TRIBUNNEWS.COM, JAKARTA - Wakil Ketua Komite III DPD RI, Fahira Idris mempertanyakan standar operating prosedure (SOP) terhadap pasien terapi hiperbarik di Ruang Tabung Chamber (Ozon) RSAL Dr Mintohardjo, menyusul terjadinya ledakan dan kebaran yang mengakibatkan empat pasiennya tewas pada Senin (14/3/2016).
Informasi yang didapat Fahira, keempat pasien tersebut masih mengenakan pakaian biasa saat melaksanakan terapi hiperbarik di dalam ruang oksigen bertekanan tinggi tersebut.
Seharusnya, pasien terapi hiperbarik mengenakan pakaian pasien saat memasuki ruangan tersebut.
"Yang saya sayangkan SOP RS Mintohardjo, pada saat pasien masuk ke chamber, empat orang ini masih menggunakan pakaian asli sehari-hari. Pak Sulistiyo masih pakai batik seperti saat dia ikut rapat pagi di DPD. Seharusnya pakai pakaian pasien rumah sakit. Kenapa itu tidak digunakan. Pakaian pasien kan SOP medis," kata Fahira saat dihubungi, Rabu (16/3/2016).
Ledakan dan kebakaran di ruang tabung chamber RS Mintohardjo Senin siang, mengakibatkan empat pasien yang tengah melakukan terapi hiperbarik di dalamnya tewas.

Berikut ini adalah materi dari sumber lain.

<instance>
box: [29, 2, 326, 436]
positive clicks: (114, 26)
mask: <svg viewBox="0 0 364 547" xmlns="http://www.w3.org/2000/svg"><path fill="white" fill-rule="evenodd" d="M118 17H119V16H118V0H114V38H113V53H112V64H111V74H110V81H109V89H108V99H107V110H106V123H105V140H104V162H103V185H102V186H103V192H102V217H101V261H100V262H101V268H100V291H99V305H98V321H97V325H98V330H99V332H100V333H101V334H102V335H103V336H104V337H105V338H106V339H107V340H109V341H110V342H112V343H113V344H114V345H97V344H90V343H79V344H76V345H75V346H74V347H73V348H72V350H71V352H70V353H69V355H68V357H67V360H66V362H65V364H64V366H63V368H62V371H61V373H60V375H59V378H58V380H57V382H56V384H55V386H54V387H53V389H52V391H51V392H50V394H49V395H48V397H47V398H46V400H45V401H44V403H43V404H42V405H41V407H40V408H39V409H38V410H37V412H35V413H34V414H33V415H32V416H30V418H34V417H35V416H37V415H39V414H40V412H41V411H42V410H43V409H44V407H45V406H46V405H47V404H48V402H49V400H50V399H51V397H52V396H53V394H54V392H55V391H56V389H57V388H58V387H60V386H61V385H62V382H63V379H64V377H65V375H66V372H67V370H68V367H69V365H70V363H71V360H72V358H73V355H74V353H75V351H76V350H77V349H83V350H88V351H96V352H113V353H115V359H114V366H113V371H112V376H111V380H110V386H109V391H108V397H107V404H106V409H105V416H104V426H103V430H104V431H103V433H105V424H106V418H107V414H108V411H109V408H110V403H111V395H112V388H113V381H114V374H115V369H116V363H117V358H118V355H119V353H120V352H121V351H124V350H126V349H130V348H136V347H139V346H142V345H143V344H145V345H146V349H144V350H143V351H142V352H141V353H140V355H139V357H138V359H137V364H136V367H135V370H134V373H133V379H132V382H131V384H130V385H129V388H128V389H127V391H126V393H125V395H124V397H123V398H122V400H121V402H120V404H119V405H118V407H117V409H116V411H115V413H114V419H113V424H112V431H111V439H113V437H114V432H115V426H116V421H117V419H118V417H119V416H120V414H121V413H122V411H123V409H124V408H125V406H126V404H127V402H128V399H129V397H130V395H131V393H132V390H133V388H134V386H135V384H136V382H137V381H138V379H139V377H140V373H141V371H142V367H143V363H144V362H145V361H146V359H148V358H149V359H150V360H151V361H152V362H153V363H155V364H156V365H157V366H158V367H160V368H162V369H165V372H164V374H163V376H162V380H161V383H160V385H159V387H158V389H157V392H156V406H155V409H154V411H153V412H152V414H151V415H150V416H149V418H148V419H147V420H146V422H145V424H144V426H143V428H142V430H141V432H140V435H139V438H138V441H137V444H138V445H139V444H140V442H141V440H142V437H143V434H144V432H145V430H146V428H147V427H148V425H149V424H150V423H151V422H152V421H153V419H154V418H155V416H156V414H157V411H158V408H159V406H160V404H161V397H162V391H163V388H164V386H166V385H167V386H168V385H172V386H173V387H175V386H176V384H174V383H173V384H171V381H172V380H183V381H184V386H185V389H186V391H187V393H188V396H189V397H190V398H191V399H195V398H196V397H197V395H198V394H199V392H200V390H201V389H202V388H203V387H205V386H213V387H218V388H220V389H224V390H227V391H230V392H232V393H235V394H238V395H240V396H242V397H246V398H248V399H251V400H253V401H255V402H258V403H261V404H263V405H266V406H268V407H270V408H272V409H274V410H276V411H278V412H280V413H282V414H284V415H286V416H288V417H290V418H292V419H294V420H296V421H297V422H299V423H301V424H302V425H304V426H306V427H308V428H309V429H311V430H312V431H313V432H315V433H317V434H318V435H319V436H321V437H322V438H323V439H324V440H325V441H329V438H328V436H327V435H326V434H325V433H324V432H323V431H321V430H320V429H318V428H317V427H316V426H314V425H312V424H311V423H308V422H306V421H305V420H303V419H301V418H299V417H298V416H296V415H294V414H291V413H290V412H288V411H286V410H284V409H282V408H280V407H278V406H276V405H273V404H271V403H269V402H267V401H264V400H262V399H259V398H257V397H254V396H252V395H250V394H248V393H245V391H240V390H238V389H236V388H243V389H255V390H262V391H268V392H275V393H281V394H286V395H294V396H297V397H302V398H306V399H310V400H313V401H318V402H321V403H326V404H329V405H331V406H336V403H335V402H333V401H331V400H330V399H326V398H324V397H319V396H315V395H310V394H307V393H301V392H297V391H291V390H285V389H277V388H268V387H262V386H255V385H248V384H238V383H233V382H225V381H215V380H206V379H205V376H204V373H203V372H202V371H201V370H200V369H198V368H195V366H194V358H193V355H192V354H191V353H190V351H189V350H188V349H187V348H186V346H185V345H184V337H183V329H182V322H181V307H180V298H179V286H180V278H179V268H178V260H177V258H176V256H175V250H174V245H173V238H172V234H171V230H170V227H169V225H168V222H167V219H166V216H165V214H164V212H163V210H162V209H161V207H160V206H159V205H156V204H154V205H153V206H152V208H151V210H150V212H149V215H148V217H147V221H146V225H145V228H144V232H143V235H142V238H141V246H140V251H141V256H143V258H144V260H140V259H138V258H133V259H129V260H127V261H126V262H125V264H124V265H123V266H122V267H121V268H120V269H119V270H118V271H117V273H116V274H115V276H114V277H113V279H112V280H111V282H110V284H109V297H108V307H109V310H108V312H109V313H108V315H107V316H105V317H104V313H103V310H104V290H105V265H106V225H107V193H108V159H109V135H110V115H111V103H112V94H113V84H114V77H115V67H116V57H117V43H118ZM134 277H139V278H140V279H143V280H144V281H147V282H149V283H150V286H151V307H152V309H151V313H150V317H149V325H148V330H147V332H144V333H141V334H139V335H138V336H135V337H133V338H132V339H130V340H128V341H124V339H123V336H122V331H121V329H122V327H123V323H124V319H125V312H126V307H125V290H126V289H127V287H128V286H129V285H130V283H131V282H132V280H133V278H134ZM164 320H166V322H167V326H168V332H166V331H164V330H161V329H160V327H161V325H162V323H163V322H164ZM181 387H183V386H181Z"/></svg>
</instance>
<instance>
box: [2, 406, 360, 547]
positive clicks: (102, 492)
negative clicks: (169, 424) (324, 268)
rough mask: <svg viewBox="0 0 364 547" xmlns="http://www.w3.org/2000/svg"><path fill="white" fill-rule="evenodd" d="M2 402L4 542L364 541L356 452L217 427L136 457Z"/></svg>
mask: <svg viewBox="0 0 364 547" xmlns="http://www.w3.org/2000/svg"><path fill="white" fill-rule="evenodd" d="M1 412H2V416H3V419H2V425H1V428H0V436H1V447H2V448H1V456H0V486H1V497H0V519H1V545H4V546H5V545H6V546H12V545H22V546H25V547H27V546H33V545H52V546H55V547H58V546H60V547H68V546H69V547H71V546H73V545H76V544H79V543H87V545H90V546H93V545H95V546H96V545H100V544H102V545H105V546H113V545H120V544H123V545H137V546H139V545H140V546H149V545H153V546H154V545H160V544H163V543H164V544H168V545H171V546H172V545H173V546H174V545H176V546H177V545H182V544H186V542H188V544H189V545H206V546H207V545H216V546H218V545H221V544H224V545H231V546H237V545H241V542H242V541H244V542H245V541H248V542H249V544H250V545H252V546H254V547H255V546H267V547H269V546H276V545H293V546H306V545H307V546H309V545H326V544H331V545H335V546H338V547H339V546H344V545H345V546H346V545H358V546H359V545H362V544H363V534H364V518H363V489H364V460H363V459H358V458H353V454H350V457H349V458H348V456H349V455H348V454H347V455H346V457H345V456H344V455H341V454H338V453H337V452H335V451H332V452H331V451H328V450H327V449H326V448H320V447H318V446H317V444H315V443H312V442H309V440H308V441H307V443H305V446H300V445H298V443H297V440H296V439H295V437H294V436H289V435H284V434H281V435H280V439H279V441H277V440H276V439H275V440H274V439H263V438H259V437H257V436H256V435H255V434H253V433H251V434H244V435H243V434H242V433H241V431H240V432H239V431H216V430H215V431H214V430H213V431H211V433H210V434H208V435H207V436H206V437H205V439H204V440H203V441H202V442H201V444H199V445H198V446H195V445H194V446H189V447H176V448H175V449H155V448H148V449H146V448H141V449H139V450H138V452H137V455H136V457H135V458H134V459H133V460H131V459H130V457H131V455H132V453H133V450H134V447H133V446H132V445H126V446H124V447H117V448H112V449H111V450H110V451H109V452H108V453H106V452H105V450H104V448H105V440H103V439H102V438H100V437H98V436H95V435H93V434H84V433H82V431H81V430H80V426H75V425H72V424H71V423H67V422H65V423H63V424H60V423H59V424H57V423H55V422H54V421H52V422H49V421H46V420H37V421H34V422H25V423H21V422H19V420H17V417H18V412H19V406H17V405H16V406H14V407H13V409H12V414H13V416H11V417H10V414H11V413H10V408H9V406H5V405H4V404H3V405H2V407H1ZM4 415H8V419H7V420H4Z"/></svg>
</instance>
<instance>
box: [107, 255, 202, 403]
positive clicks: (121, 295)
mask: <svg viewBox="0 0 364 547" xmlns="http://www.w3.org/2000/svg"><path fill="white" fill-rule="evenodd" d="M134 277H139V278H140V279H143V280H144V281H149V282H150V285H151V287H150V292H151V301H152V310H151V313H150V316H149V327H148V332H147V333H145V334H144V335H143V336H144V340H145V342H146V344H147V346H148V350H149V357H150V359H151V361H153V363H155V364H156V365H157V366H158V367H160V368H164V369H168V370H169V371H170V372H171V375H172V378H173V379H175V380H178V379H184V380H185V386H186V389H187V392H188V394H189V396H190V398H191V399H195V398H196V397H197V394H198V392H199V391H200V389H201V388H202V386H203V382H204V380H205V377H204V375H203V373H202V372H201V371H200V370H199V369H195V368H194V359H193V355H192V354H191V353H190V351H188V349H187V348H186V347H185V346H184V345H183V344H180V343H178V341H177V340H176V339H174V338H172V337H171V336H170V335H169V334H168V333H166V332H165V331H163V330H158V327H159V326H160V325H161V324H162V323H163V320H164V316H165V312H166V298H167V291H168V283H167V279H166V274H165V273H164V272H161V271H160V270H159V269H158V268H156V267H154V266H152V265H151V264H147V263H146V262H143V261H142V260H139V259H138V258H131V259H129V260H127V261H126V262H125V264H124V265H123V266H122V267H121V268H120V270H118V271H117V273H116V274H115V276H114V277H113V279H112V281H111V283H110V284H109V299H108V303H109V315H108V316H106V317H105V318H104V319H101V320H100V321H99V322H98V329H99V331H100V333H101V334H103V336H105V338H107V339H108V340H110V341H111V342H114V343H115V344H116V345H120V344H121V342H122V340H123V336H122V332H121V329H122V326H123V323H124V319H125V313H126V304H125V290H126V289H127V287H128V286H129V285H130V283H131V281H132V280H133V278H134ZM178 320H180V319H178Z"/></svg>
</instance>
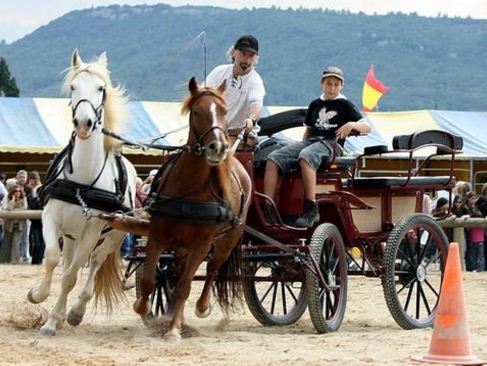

Keempatnya yakni, Ketua Umum PGRI sekaligus anggota Komite III DPD RI, Sulistiyo (54); mantan Kadiv Humas Polri, Irjen Pol (Purn) Abubakar Nataprawira (65) dan dua anggota keluarga Abubakar Nataprawira, Edi Suwandi (67) dan dr Dimas (28).
Menurut Fahira, pasien yang tidak mengenakan pakaian khusus pasien itu memungkinkan dia masih membawa barang-barang tertentu yang bisa menimbulkan ledakan.
Di antaranya telepon seluler, korek api atau korek gas dan minyak angin.
"Saya dapat keterangan kalau Pak Sulistiyo masih mengenakan batik pas masuk ke chamber itu dari saudara-saudaranya di RS Polri, juga dari sopir yang ikut mengantarkan terapi di RS Mintohardjo. Tapi, itu perlu dikonfirmasi ke pihak terkait. Anggota keluarga korban lainnya juga bilang kalau korban masih pakai pakaian masing-masing," ujar Fahira yang juga sempat mendatangi RS Polri, Kramat Jati, Jakarta Timur, tempat keempat jenazah diautopsi.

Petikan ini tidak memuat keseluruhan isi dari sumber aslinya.